Tour de Moluccas

Race details
- Nickname(s): TdM
- Discipline: Road
- Competition: UCI Asia Tour 2.2
- Type: Stage race

History
- First edition: 2017
- Editions: 1 (as of 2017)
- First winner: Marcus Culey (AUS)
- Most recent: Marcus Culey (AUS)

= Tour de Moluccas =

Tour de Moluccas (abbreviated TdM) is a professional road bicycle racing stage race held in Maluku, Indonesia. The race is part of the UCI Asia Tour and was classified by the International Cycling Union (UCI) as a 2.2 category race.
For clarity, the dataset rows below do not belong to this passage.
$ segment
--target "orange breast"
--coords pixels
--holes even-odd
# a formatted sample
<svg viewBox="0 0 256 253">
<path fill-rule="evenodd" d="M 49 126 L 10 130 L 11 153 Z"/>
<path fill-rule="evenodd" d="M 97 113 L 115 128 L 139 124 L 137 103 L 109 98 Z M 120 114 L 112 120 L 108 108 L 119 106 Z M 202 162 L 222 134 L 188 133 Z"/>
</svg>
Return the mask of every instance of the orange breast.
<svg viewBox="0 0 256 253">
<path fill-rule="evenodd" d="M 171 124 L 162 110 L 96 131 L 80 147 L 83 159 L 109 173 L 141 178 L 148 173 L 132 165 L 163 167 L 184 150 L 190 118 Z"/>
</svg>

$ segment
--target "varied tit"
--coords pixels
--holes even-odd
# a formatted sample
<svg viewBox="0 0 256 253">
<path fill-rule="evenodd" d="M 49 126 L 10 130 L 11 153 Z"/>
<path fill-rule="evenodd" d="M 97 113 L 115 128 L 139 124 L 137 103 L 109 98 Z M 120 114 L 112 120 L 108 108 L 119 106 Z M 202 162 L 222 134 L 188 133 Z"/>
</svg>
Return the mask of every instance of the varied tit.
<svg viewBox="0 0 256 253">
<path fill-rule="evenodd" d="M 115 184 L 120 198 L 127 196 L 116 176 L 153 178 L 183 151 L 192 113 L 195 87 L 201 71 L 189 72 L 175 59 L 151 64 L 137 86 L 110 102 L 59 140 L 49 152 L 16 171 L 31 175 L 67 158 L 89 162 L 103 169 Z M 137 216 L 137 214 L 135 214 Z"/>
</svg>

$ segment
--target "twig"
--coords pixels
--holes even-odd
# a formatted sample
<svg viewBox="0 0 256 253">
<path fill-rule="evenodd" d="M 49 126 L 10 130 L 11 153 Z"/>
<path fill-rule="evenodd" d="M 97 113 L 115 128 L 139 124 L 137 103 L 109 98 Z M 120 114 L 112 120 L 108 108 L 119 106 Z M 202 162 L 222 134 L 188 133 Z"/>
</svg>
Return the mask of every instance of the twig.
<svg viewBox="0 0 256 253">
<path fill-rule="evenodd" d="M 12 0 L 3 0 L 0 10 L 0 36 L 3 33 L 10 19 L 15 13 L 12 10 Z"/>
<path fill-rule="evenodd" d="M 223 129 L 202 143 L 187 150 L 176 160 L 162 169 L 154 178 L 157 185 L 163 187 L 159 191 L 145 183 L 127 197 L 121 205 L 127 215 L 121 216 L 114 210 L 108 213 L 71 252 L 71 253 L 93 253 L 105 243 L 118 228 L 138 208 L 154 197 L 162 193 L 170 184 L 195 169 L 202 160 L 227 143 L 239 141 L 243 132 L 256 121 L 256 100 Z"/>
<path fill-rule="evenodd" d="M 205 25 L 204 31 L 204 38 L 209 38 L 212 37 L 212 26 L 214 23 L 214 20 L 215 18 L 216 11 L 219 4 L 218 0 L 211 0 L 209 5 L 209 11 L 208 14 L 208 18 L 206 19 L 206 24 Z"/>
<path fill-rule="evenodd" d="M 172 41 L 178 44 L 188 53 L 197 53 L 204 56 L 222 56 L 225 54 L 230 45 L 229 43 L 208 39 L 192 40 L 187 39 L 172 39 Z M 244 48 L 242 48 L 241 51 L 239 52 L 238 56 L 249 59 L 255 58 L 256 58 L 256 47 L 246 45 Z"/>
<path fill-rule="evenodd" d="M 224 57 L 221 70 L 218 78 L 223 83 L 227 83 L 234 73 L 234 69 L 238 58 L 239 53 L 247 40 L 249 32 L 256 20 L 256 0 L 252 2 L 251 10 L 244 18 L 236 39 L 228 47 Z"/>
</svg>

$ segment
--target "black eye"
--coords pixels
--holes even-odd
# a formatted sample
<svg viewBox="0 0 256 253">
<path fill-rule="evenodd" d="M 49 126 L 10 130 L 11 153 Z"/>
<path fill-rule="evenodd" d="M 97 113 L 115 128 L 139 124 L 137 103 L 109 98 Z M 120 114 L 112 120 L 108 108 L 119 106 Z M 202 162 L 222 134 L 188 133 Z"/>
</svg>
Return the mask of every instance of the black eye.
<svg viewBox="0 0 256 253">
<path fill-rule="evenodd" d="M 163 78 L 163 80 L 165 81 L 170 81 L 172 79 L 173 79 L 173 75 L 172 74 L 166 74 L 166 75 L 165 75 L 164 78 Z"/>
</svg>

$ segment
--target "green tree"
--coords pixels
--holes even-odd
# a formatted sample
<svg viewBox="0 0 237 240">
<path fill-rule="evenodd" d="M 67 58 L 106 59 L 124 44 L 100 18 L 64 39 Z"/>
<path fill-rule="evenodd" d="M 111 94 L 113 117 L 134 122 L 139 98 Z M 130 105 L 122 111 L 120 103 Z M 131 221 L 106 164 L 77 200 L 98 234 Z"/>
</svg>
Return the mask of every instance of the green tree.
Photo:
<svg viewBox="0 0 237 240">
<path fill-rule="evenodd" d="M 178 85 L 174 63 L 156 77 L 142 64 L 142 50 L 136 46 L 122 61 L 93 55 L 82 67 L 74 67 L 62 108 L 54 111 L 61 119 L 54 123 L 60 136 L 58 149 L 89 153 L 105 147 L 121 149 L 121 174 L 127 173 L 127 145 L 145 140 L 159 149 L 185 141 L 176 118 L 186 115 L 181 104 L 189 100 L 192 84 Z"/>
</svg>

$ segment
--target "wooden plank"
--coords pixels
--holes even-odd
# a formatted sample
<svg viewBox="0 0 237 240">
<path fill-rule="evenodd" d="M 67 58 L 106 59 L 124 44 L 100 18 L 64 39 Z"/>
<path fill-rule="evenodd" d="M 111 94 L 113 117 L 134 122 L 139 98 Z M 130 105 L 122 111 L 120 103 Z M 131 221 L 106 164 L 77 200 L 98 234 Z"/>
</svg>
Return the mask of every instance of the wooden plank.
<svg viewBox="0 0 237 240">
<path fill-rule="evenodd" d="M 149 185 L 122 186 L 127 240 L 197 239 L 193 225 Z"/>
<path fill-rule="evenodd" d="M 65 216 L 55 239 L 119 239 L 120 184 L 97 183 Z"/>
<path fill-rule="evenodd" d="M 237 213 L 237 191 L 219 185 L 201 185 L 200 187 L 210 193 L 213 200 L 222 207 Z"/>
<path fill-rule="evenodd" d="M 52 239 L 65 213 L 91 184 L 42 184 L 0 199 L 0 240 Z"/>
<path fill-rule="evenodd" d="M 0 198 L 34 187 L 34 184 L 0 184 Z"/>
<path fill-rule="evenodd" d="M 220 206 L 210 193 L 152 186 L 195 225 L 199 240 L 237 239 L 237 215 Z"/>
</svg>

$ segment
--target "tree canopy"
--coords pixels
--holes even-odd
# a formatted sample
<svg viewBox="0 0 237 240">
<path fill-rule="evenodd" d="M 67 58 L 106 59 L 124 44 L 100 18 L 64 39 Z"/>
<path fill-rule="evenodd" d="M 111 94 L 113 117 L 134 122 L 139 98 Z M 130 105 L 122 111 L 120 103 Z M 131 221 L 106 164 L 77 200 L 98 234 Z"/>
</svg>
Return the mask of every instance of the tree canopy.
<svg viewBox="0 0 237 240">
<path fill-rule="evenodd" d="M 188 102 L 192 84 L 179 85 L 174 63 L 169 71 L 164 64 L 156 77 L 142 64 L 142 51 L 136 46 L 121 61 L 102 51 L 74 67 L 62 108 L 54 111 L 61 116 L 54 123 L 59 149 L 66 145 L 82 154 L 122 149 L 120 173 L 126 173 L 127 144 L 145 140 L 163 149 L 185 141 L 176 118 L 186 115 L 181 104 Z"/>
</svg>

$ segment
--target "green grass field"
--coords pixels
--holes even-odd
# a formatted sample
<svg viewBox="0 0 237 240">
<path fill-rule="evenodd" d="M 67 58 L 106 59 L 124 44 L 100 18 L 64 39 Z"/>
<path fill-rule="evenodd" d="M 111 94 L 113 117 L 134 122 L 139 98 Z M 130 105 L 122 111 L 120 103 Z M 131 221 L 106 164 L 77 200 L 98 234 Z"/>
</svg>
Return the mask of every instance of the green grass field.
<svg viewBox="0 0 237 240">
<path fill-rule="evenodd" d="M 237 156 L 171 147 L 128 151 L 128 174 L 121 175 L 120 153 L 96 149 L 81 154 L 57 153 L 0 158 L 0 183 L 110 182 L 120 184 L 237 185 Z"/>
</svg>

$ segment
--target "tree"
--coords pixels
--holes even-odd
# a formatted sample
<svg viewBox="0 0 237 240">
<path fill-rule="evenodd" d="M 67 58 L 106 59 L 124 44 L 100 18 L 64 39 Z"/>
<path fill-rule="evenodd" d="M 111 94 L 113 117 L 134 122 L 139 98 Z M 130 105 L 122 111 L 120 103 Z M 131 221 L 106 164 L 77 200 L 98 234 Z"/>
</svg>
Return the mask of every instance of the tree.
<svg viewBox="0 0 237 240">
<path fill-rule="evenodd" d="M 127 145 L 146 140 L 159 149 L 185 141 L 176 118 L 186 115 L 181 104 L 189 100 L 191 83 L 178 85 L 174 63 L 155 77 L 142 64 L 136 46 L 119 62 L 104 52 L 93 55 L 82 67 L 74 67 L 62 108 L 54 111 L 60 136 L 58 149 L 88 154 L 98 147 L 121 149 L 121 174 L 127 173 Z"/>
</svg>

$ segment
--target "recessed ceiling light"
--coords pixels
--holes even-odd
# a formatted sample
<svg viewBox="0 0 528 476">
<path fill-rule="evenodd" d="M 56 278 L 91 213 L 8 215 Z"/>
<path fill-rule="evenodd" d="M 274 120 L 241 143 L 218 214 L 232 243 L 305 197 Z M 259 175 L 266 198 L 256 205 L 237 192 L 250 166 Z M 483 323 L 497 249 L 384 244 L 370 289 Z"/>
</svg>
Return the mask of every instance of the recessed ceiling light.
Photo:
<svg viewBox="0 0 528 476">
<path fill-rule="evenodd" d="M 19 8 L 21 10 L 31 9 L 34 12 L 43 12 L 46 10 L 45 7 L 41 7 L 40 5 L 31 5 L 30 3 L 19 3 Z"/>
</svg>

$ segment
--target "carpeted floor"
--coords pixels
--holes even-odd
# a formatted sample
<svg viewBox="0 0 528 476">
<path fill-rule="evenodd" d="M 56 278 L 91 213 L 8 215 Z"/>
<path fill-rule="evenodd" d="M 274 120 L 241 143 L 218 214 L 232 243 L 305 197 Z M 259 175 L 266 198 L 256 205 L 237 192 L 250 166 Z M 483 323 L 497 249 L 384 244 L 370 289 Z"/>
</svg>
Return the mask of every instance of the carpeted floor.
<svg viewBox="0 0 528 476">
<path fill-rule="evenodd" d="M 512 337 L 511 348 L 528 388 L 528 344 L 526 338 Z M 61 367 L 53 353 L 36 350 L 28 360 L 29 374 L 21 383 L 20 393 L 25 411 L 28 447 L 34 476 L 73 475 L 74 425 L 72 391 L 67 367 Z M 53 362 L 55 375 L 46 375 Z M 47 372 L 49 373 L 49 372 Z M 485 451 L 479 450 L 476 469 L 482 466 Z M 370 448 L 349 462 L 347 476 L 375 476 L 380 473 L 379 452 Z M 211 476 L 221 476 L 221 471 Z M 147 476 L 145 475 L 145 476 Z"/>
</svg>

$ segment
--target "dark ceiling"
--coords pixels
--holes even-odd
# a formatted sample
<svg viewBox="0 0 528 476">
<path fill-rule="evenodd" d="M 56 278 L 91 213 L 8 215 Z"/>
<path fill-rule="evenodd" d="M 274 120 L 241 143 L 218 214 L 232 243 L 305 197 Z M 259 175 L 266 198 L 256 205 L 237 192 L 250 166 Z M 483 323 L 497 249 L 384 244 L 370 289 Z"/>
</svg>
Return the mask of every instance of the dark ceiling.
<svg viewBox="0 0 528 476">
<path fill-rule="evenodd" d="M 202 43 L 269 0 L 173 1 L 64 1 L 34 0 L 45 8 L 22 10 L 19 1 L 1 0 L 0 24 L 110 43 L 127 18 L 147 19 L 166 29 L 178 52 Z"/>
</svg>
The participants pass through four areas of the Maluku province namely West Seram Regency, Central Maluku Regency, East Seram Regency and Ambon.

==Past winners==

| Year | Country | Rider | Team |
|---|---|---|---|
| 2017 | Australia | Marcus Culey | St George Continental Cycling Team |

==2017 Tour de Molvccas==
The first international cycling competition Tour de Molvccas (TdM) 2017 was held September 18 and end on September 23. Cyclists from 20 countries participated the race of five stages with a total distance of 713.7 kilometers. Four stages of the race were located on Seram Island while the other one is located on Ambon.